Longfield estima que todas as crianças que usaram o TikTok poderiam ser afetadas pela coleta de dados

21 de Abril de 2021 às 10:55
Cruzeiro do Sul [email protected]
Usuário acessa o aplicativo TikTok por meio de smartphone
Usuário acessa o aplicativo TikTok por meio de smartphone (Crédito: Manjunath Kiran / AFP (30/6/2020))

Uma ex-comissária da Infância na Inglaterra apresentou nesta quarta-feira (21) uma denúncia contra a plataforma de vídeos TikTok, acusando-a de coletar ilegalmente dados pessoais de milhões de crianças no Reino Unido e na Europa.

Anne Longfield processou o TikTok e sua empresa matriz chinesa ByteDance em nome dessas crianças, menores de 16 anos na UE e de 13 no Reino Unido, esperando uma indenização total de bilhões de libras, segundo um comunicado.Segundo ela, cerca de 3,5 milhões de menores estão envolvidos no Reino Unido.

Longfield estima que todas as crianças que usaram o TikTok desde maio de 2018, ou seja, desde a introdução do Regulamento Geral de Proteção de Dados (RGPD) da União Europeia, tendo ou não uma conta, poderiam ser afetadas por esta coleta de dados.

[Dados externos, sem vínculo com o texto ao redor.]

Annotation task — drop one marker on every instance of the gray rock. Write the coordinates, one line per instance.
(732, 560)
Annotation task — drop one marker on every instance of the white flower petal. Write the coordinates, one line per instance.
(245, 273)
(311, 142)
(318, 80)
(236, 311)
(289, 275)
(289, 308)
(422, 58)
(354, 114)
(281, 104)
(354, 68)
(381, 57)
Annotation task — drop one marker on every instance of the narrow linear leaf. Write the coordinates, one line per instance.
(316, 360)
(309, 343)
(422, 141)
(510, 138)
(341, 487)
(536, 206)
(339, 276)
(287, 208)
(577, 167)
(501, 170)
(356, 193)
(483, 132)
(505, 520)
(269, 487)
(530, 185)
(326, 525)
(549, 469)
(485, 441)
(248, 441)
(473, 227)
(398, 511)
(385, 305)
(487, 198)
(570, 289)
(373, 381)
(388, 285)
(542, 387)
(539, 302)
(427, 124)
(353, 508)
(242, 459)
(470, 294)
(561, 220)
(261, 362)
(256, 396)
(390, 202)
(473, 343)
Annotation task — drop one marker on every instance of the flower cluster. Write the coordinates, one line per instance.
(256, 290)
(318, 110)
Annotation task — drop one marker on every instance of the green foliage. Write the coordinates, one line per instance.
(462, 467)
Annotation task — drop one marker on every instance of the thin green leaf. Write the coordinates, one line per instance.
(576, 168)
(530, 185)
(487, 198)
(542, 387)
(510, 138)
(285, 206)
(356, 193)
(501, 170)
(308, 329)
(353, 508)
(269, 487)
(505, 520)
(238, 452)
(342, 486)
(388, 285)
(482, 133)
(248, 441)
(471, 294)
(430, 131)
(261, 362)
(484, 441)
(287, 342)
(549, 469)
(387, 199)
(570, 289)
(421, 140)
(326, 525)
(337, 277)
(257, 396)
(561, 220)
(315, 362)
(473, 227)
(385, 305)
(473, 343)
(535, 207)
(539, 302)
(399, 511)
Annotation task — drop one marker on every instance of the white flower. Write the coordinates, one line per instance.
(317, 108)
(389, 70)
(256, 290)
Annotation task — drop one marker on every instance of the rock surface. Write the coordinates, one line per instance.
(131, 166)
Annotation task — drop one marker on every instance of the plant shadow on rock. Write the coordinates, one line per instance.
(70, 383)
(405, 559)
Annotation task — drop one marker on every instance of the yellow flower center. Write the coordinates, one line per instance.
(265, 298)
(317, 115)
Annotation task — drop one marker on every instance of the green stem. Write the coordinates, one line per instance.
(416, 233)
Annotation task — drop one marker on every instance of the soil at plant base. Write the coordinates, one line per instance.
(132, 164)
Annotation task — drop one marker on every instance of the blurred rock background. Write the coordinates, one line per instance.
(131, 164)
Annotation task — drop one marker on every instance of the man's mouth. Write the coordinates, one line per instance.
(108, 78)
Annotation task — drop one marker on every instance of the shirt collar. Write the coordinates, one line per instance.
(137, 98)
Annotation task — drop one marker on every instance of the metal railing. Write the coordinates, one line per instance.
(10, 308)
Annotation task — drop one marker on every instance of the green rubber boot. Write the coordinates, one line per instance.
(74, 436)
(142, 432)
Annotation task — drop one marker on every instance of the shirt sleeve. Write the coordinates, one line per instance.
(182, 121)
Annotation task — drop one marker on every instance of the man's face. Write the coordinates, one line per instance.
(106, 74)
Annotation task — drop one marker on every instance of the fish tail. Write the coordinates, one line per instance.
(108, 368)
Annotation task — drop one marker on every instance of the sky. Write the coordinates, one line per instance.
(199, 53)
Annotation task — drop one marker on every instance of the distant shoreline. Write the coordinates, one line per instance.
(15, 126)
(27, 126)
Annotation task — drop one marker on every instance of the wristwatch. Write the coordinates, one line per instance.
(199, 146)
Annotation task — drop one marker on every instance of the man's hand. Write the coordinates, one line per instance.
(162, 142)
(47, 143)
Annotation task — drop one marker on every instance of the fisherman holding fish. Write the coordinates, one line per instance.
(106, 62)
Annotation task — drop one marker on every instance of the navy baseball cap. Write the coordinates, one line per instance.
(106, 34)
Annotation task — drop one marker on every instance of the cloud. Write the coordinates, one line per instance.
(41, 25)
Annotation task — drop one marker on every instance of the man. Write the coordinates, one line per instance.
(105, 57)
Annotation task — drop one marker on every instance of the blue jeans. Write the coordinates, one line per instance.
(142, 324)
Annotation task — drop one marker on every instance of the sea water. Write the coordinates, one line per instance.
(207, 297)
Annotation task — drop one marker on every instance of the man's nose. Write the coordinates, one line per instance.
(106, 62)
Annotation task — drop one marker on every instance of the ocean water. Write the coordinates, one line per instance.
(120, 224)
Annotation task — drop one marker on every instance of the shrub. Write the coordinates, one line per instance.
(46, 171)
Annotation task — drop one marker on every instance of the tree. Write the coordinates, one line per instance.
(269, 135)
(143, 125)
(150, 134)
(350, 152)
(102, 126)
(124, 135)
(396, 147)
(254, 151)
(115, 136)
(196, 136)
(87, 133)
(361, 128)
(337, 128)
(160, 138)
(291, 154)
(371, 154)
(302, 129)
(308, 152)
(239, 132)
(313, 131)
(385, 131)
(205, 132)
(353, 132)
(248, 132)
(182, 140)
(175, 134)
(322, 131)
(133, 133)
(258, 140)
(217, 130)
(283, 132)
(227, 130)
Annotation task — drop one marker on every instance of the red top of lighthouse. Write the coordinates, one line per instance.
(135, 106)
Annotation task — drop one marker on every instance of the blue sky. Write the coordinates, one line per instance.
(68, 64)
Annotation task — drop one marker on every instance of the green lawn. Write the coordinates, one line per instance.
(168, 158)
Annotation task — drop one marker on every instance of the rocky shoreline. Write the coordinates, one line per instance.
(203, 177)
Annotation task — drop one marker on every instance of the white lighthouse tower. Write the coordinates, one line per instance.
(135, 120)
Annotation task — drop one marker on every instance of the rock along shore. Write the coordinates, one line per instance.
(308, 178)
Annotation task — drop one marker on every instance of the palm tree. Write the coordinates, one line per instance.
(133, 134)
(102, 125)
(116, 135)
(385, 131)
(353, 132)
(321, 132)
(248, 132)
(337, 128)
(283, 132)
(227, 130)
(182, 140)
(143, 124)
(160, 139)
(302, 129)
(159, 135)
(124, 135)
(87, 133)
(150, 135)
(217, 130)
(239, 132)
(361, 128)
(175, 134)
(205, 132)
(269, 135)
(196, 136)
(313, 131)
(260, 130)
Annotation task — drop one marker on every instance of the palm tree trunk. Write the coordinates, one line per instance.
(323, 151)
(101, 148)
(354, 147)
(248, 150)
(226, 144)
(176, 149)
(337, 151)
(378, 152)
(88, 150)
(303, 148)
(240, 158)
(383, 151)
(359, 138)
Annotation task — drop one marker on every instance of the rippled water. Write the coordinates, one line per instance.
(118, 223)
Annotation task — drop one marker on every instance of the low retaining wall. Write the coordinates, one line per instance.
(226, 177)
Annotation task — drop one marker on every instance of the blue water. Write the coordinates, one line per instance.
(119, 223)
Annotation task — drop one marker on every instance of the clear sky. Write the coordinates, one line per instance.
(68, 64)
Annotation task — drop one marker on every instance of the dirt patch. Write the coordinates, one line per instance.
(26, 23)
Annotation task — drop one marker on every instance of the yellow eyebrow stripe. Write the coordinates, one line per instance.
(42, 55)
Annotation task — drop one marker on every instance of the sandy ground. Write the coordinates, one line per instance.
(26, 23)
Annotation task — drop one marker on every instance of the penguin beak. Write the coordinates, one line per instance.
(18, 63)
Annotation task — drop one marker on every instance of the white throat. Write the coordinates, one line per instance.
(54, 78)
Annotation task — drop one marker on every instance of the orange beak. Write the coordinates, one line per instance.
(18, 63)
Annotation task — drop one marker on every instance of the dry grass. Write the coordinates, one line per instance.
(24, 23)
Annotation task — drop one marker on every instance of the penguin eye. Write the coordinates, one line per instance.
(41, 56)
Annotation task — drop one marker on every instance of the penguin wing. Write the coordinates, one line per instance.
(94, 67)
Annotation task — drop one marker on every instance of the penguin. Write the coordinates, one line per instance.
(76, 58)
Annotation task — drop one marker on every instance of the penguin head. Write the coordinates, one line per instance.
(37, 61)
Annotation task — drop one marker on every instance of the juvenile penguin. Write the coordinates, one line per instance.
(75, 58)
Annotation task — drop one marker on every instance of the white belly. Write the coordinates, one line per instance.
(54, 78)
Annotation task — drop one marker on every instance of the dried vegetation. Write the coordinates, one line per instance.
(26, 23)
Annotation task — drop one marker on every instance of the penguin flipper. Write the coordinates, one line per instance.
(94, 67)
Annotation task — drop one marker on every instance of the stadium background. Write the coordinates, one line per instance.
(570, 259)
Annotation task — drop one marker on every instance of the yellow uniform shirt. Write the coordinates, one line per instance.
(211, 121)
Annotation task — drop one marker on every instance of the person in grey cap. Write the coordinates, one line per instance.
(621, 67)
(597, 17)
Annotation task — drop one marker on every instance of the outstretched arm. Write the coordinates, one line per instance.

Entre essas informações pessoais estão números de telefone, vídeos, imagens, localização da conexão ou inclusive dados biométricos, como o reconhecimento facial.

A ação judicial, apresentada também pelo escritório de advocacia Scott+Scott, afirma que o TikTok coleta os dados sem avisar suficientemente, sem transparência e sem pedir o consentimento, como exige a lei.

Um porta-voz do TikTok respondeu afirmando que a denúncia "carece de fundamento" e que a empresa "tem a intenção de se defender energicamente". "A privacidade e a segurança são prioridades principais para o TikTok e temos práticas e tecnologias sólidas para proteger todos os usuários e os adolescentes em particular", acrescentou.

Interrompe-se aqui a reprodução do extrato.